What's A 'Philadelphia Lawyer'?

Posted: January 16, 1987

The definition of the term Philadelphia lawyer is not quite as clear-cut as it might be. In part, it dates back to 1735 when a lawyer from the big city of Philadelphia announced that he would defend a small-town newspaper publisher against a stacked court. The town was New York, the lawyer Andrew Hamilton, the publisher John Peter Zenger - and the acquittal of Zenger helped create the principle of free expression in America.

Somewhere along the line, though, the image of the Philadelphia lawyer acquired a mixture of something else. The term, for some, evokes the image of the railroad company lawyer who talks the Widow Jones into surrendering the deed to her farm for a fraction of its appreciated market value.

A test is at hand for the legal community of Philadelphia that may help to clarify just what the term Philadelphia lawyer means today. The challenge comes in proposals put forward by a committee headed by state Supreme Court Chief Justice Robert N.C. Nix Jr., and including nearly every key player in the city's legal community. Aimed at alleviating the current crisis in the city's courts, the proposals would extend the court day, forbid continuances on the day a trial is scheduled and ask lawyers to help in several ways. The extent, and kind of cooperation offered will be crucial.
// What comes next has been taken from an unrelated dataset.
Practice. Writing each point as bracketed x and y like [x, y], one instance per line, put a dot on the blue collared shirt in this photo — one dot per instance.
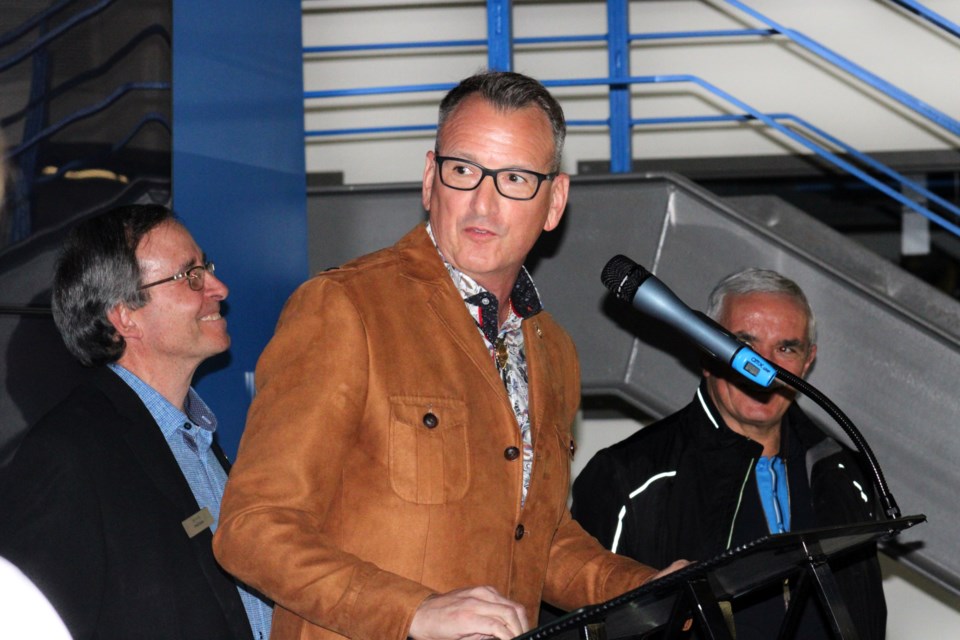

Take, for example, the proposal that the top local law firms together provide the Public Defender's Office with six lawyers a month. That won't work if the firms send newly minted attorneys for a perfunctory baptism by fire. What's needed is for lawyers who have been assistant district attorneys, who have been public defenders, and who are now the principal litigators in private law firms, to answer the call that has now gone forth to help the city's judicial system in an hour of maximum danger, when scandal and unfilled vacancies are fueling an enormous backlog of untried cases.
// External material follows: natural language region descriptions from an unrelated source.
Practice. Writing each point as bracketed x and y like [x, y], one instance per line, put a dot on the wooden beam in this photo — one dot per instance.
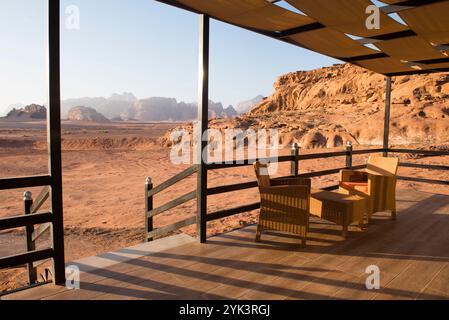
[386, 142]
[160, 232]
[203, 119]
[422, 180]
[167, 184]
[54, 139]
[24, 182]
[24, 258]
[430, 153]
[172, 204]
[40, 200]
[24, 221]
[230, 212]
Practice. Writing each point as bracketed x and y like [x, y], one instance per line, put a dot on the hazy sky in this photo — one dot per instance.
[138, 46]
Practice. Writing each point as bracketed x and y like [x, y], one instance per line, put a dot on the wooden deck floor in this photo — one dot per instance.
[412, 254]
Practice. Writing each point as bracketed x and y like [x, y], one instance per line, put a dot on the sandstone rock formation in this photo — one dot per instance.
[30, 112]
[82, 113]
[246, 106]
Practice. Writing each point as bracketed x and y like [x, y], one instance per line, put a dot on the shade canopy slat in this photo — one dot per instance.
[338, 29]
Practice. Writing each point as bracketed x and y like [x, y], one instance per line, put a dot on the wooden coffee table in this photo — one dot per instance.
[341, 209]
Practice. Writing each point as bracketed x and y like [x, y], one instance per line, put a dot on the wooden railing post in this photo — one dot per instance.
[295, 160]
[30, 245]
[148, 207]
[349, 150]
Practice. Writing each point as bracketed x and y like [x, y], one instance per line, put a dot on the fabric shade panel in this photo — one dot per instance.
[409, 48]
[332, 43]
[431, 22]
[337, 28]
[254, 14]
[347, 16]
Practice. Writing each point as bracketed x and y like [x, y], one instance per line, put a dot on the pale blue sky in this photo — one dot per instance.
[138, 46]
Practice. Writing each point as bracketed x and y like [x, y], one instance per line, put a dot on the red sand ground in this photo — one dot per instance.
[104, 171]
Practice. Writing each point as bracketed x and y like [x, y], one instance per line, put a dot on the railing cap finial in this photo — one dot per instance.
[27, 196]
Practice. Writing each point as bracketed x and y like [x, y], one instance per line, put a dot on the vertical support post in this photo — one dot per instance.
[30, 245]
[386, 144]
[349, 150]
[148, 207]
[203, 119]
[295, 160]
[54, 139]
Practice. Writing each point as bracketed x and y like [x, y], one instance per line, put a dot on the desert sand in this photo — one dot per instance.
[104, 171]
[105, 165]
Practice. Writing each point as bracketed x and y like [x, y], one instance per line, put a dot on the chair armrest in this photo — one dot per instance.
[292, 181]
[347, 175]
[285, 199]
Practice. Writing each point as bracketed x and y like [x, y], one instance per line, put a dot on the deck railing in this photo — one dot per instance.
[294, 158]
[427, 153]
[150, 212]
[32, 258]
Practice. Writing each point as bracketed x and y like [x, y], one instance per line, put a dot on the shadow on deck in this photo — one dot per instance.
[412, 254]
It remains to be seen whether this will happen. Seymour Kurland, the new chancellor of the Philadelphia Bar Association, is worried that a perception of crisis is not yet abroad in the city. He compares the situation to England at the opening of World War II when the British people didn't realize they were at war "until there were Nazi bombers over London." He says he needs chief public defender Benjamin J. Lerner and District Attorney Ronald D. Castille to come before his organization and say urgently: "We need your help."

That same spirit will be needed to make almost every aspect of the program work. Philadelphia lawyers are not being asked for blood, or even for tears, in this civic cause. Just some toil and sweat. It is to be hoped that this will be their finest hour.